« Nous vivons dans une ville de morts et de fantômes. » À Gaza, Oum Mohammad vit dans la terreur. Comme beaucoup, elle est terrée chez elle dans l’attente d’une trêve entre le Hamas et le Fateh. Cette mère de six enfants est exténuée. La tension se lit sur son visage. « Nous ne pouvons pas nous mettre à la fenêtre, encore moins monter sur la terrasse. Car nous sommes tous devenus des cibles », confie-t-elle.
La peur règne sur toute la ville. Des tireurs embusqués sont agglutinés par dizaines sur les toits des immeubles les plus hauts et ouvrent le feu sur tout ce qui bouge. Des explosions retentissent sans cesse et font trembler les façades. Dans les rues, des combattants, masqués de noir et armés jusqu’aux dents, patrouillent, se mettent brusquement à courir, se cachent derrière des murs ou des voitures. Les fusils d’assaut crépitent à nouveau.
Oum Mohammad vit, dans le sud de la ville de Gaza, à Tal el-Hawa, près du siège de la sécurité préventive du Fateh, où les affrontements entre les islamistes du Hamas et le parti du président Mahmoud Abbas font rage. Plus que tout, elle craint que l’un de ses enfants soit touché par une balle perdue. « Nous pensions que ce quartier serait épargné. Mais aujourd’hui nous vivons dans la peur. Nous sommes terrés chez nous. Même pendant l’occupation israélienne, la situation n’était pas aussi terrible », avoue-t-elle.
Les rues sont entravées par des barrages qui filtrent les mouvements des combattants de l’un ou l’autre camp. Les universités, les écoles, les administrations, les commerces : tout est fermé.
Un autre habitant de Gaza, Abou Safwat, a lui aussi très peur pour ses enfants. « Ils ont peur de dormir, de sortir, d’aller seuls aux toilettes.

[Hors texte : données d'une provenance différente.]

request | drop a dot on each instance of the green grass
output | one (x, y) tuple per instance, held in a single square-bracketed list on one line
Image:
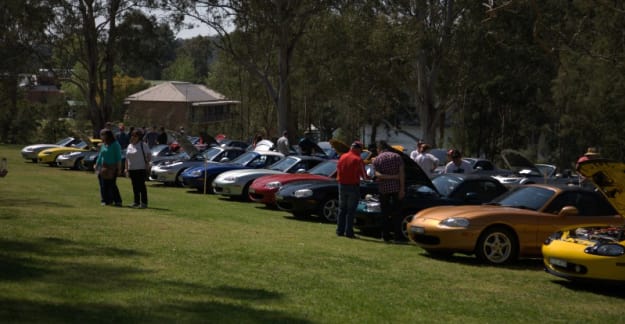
[(200, 258)]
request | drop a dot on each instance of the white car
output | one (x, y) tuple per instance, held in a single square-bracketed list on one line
[(236, 183), (169, 172)]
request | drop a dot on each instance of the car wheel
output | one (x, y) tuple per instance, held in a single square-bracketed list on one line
[(497, 245), (403, 225), (439, 254), (80, 166), (178, 181), (330, 210), (301, 215)]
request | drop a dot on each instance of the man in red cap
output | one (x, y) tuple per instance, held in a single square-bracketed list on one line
[(349, 170)]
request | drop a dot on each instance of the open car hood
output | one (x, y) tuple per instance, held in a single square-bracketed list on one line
[(609, 177), (515, 161)]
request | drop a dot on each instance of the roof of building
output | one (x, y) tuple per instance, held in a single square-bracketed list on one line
[(175, 91)]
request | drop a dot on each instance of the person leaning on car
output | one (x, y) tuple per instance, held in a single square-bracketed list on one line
[(389, 173), (349, 170)]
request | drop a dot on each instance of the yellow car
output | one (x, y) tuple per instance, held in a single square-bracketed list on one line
[(594, 251), (49, 156)]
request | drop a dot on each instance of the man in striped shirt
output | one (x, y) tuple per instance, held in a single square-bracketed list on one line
[(389, 172)]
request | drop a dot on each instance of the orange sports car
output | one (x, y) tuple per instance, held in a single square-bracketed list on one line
[(512, 225)]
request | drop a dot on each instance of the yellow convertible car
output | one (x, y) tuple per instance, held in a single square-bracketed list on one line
[(49, 156), (594, 251)]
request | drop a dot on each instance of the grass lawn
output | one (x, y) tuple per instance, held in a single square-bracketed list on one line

Ils crient et pleurent. Je ne peux rien y faire », se lamente-t-il. « Nous avons aidé quelqu’un qui avait été blessé par balle. Nous nous sommes précipités pour tenter de lui porter secours. Et on nous a tiré dessus », s’emporte-t-il.
Mohammad, 14 ans, craint pour son avenir : « Nous sommes en pleine période d’examens de fin d’année et nous ne pouvons pas étudier car il est impossible d’aller à l’école. » « C’est tout notre avenir et notre vie qui sont en danger », ajoute-t-il. Il raconte qu’un tireur embusqué l’a mis en ligne de mire. « J’ai eu tellement peur et je me suis réfugié derrière mon père », dit-il.
Dans les hôpitaux, la situation est dramatique. Les barrages empêchent les médecins de s’y rendre. Des appels aux dons de sang ont été lancés en raison de la pénurie. « Nous avons beaucoup de mal à travailler. Les combattants arrêtent les ambulances et les fouillent. Ils tirent aussi parfois sur les ambulances », affirme Maawiya Hassanine, un responsable du ministère de la Santé.
La situation se dégrade de minute en minute. Dans une tentative de calmer les esprits qui s’échauffent de plus en plus, un dignitaire islamiste de Gaza vient, lors d’une intervention télévisée, d’appeler les combattants armés à descendre des toits et « cesser de tirer contre leurs propres frères palestiniens ».